Before we delve into the topic, let me give a super quick primer on some basics of object storage. Feel free to skip this section if you’re familiar.

First: A Word About Object Storage

Unlike traditional file systems, when you’re using object storage, you have a simple, flat structure with buckets and objects to store your data. It’s designed as a key-value store so that it can scale to the internet.

There are no real folders in the object store file system. The impact of this is data is not separated into a hierarchical structure. That said, there are times that you actually want to limit what you’re querying. In that instance, prefixes provide a folder-like look and feel, which means that you can get all the benefits of having a folder without any major drawbacks. From here onwards, I’ll generally refer to folders as prefixes and files as objects.

With all that out of the way, let’s dive into the ways you can efficiently organize your data within a bucket. You probably don’t have to employ all these guidelines. Rather, you can pick and choose what best fits your requirements.

1. Standardize Object Naming Conventions

Naming conventions, simply put, are rules about what you and others within your organization name your files. For example, you might decide it’s important that the file name describes the type of file, the date created, and the subject. You can combine that information in different ways and even format pieces of information differently. For example, one employee may think it makes more sense to call a file Blog Post_Object Storage_May 6, 2023, while another might think it makes sense to call that same file Object Storage.Blog Post.05062023.

These decisions do have impact. For instance that second date format would confuse the majority of the world who uses the day/month/year format, as opposed to month/day/year as is common in the United States. . And, what if you take a different kind of object as your example, one that versioning becomes important for? When do code fixes for version 1.1.3 actually become version 1.2.0?

Simply put, having a consistent and well thought out naming convention for your objects makes life easy when it comes to organizing data. You can and should derive and follow a pattern while naming the objects. Based on your requirements, a consistent and well thought out pattern for naming your objects makes it easy to find and sort files.

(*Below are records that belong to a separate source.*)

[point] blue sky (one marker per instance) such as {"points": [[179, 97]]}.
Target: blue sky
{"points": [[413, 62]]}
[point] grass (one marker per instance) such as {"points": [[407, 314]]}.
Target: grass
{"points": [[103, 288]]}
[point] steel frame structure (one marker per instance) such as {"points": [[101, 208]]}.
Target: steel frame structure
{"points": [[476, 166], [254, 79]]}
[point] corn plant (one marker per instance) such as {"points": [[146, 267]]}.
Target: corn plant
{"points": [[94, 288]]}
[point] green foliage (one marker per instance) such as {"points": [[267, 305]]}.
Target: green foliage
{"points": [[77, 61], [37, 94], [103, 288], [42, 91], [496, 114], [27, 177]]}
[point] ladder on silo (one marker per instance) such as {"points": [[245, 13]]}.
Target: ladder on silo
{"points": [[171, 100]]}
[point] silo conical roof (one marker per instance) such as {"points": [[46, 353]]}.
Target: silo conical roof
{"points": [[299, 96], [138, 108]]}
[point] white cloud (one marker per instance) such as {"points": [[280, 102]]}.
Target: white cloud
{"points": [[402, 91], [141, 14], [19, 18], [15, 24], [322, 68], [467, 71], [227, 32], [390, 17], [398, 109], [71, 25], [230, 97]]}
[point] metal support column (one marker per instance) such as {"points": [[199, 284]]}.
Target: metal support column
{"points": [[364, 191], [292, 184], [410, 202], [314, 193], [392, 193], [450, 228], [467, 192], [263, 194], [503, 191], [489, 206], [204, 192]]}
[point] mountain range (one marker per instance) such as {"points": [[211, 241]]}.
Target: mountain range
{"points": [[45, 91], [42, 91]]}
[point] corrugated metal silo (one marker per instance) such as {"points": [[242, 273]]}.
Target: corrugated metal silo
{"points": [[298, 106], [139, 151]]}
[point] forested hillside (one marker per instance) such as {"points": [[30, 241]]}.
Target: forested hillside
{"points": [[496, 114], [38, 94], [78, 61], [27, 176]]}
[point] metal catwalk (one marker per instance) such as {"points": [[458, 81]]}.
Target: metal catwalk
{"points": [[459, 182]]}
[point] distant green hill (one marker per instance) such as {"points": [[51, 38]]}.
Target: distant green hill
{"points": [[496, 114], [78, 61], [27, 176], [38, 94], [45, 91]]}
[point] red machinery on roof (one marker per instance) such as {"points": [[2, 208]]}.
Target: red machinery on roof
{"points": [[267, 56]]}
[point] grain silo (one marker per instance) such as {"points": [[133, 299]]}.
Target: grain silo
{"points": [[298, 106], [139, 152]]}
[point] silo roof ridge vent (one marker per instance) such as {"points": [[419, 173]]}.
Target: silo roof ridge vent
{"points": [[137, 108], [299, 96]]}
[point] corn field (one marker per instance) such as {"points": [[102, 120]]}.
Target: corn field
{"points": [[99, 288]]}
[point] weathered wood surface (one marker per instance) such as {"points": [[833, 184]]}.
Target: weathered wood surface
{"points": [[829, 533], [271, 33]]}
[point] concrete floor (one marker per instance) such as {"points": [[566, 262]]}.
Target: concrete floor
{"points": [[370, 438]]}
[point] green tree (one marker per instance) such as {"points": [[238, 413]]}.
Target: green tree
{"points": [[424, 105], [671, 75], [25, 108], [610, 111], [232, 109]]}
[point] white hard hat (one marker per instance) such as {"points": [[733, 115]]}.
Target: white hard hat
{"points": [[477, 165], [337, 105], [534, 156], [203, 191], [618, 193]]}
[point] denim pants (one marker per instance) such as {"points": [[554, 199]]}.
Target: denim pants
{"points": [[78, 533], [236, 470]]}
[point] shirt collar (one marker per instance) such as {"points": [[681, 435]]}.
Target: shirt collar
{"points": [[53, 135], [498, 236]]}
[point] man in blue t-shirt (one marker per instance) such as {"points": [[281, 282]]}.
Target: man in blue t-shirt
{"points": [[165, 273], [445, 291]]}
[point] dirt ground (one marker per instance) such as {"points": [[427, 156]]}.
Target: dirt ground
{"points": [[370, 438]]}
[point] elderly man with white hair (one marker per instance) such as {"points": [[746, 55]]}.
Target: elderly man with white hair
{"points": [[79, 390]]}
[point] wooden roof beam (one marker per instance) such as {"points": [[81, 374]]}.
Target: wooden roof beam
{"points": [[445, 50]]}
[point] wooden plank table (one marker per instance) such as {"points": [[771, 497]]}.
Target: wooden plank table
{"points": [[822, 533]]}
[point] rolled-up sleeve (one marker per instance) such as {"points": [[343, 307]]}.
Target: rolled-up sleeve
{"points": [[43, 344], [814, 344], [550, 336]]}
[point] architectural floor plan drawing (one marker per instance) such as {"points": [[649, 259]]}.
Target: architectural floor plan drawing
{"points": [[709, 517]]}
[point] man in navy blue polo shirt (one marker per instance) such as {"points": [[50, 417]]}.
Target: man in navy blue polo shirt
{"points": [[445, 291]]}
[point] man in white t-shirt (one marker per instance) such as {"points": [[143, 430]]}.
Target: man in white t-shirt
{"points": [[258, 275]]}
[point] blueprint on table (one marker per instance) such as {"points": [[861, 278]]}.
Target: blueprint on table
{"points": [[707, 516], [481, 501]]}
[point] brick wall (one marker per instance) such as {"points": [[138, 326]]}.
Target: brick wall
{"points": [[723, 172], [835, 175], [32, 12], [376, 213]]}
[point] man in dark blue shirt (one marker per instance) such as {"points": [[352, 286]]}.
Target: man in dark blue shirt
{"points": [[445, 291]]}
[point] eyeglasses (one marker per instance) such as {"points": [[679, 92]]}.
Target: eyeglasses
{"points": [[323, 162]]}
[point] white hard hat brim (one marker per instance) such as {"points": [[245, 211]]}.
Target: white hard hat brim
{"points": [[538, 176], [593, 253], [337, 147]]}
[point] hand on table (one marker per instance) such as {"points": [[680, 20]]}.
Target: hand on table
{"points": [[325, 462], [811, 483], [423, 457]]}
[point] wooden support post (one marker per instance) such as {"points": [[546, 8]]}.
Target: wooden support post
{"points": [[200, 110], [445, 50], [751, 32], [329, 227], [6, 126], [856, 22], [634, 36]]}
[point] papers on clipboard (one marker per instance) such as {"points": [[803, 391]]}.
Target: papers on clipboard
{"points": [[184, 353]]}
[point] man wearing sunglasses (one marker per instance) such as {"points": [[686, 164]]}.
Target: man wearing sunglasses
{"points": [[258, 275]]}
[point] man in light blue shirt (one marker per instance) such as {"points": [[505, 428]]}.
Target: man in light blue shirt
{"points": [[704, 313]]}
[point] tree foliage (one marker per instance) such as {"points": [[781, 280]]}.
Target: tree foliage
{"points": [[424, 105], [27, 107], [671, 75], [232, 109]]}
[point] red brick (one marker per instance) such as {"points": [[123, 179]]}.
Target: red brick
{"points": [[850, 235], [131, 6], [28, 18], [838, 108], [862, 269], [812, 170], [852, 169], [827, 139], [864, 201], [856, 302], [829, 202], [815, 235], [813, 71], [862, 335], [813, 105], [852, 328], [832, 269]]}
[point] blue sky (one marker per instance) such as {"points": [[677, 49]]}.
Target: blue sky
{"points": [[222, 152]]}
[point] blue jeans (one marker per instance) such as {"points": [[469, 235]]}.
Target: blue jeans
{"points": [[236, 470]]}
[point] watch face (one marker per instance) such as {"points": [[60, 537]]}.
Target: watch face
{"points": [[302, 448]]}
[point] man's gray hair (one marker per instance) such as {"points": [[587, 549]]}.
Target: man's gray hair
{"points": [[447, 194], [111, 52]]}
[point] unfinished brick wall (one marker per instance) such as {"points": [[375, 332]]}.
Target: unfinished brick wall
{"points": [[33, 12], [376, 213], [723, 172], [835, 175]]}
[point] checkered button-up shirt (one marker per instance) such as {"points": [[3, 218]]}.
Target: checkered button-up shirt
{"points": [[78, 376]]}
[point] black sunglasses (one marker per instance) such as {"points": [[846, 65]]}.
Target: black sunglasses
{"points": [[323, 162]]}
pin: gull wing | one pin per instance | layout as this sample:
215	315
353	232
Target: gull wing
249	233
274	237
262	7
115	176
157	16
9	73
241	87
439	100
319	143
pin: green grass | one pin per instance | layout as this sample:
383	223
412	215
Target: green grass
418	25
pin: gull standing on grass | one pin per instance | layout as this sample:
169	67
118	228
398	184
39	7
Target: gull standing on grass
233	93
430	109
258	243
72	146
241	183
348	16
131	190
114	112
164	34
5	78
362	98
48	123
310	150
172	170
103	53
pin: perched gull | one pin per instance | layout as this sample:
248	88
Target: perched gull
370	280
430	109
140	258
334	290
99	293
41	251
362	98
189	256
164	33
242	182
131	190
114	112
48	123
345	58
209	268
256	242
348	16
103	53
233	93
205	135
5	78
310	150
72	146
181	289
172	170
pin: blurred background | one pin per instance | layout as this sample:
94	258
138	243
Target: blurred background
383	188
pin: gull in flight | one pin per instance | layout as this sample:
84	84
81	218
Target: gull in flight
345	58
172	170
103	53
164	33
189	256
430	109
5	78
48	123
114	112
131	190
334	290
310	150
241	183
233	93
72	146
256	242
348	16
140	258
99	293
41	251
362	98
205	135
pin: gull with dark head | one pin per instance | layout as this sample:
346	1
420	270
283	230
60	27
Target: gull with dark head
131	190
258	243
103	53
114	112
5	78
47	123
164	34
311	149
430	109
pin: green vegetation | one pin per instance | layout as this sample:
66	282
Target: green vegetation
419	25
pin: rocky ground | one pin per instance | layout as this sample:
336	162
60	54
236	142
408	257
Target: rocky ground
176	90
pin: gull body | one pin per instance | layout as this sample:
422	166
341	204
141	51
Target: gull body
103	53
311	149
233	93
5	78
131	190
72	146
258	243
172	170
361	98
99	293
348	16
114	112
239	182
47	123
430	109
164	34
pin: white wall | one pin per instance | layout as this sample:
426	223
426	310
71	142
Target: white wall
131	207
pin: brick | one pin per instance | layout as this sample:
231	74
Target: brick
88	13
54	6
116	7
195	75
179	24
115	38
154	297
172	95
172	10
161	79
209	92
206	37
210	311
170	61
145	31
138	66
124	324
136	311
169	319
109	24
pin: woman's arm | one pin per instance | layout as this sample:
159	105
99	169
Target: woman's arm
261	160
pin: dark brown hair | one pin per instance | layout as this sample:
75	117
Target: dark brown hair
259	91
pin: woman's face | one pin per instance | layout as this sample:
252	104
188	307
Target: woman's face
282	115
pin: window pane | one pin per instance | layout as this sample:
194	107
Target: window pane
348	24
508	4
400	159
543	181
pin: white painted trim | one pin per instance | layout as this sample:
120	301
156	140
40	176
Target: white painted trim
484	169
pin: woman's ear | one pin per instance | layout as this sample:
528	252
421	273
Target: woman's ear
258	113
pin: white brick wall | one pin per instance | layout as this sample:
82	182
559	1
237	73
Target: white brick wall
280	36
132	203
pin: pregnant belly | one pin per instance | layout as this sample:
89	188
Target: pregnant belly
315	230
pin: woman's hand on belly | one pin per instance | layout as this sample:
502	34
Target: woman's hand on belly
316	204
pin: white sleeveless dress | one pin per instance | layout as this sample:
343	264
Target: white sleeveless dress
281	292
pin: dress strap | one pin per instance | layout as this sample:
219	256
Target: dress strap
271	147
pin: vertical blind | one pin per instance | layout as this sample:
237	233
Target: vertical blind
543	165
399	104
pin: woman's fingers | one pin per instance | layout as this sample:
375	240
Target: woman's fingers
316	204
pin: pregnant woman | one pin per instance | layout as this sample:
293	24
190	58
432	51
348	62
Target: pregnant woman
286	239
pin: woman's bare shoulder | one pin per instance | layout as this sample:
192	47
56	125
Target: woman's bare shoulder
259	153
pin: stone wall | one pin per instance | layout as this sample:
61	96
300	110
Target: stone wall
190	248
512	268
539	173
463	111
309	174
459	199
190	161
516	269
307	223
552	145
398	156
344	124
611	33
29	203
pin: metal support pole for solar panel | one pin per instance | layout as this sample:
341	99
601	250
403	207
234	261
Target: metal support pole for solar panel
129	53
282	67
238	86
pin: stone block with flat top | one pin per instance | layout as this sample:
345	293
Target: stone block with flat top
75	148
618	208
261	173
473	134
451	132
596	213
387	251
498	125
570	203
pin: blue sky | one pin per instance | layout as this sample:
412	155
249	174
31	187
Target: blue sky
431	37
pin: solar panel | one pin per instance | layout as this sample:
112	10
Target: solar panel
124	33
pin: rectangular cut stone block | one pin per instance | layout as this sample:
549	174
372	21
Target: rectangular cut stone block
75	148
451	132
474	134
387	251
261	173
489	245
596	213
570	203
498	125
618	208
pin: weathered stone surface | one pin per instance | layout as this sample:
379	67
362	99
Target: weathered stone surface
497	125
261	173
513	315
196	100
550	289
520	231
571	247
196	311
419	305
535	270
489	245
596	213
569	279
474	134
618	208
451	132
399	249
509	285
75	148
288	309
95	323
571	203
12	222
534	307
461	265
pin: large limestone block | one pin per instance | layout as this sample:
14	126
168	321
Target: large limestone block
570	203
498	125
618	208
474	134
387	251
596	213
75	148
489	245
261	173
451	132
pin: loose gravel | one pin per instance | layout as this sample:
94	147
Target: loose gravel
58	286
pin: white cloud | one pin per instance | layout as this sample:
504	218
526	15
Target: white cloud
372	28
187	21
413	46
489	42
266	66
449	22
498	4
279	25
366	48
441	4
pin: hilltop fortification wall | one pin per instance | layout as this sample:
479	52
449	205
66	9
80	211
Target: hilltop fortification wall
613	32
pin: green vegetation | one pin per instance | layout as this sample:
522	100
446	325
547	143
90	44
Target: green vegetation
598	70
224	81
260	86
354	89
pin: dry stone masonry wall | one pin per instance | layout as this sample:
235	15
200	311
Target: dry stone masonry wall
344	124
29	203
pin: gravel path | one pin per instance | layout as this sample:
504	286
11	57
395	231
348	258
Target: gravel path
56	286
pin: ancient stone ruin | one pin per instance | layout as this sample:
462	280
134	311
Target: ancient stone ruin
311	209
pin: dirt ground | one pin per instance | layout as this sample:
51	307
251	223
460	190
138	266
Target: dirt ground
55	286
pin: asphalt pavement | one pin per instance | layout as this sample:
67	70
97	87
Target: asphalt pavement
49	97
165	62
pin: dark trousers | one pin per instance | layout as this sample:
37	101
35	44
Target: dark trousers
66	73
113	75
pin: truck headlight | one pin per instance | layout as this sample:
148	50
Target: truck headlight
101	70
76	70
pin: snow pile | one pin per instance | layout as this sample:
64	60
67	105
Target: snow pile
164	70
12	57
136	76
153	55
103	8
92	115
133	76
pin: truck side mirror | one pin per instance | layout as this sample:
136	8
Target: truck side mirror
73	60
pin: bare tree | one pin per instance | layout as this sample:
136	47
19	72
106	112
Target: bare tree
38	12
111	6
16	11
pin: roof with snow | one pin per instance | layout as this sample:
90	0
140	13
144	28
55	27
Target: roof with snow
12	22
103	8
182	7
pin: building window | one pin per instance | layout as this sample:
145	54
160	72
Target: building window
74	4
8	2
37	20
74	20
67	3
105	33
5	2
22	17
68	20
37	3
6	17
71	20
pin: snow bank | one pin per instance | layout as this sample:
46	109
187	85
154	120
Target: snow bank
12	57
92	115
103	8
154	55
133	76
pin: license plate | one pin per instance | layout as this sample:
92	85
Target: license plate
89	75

2. Harness The Power of Prefixes

Prefixes provide a folder-like look and feel on object stores (as there are no real folders). The prefixes are powerful and immensely helpful while effectively organizing your data and allow you to make good use of the wildcard function in your command line interface (CLI). A good way to think about a prefix is that it creates hierarchical categories in your object name. So, if you were creating a prefix about locations and using slashes as a delimiter, you’d create something like this:

North America/Canada/British Columbia/Vancouver

Let’s imagine a scenario where you generate multiple objects per day, you can structure your data per year per month and per day. An example prefix would be year=2022/month=12/day=17/ for the multiple objects generated on December 17, 2022. If you queried for all objects created on that day, you might get results that look like this:

2022/12/17/Object001
2022/12/17/Object002
2022/12/17/Object003

On the Backblaze B2 secure web application, you will notice these prefixes create “folders” three levels deep, year=2022, month=12 and day=17. The folder, day=17, will contain all the objects with the example prefix in their names. Partitioning data is helpful to easily track your data. It is also helpful in the processing workflows that use your data after storing it on Backblaze B2.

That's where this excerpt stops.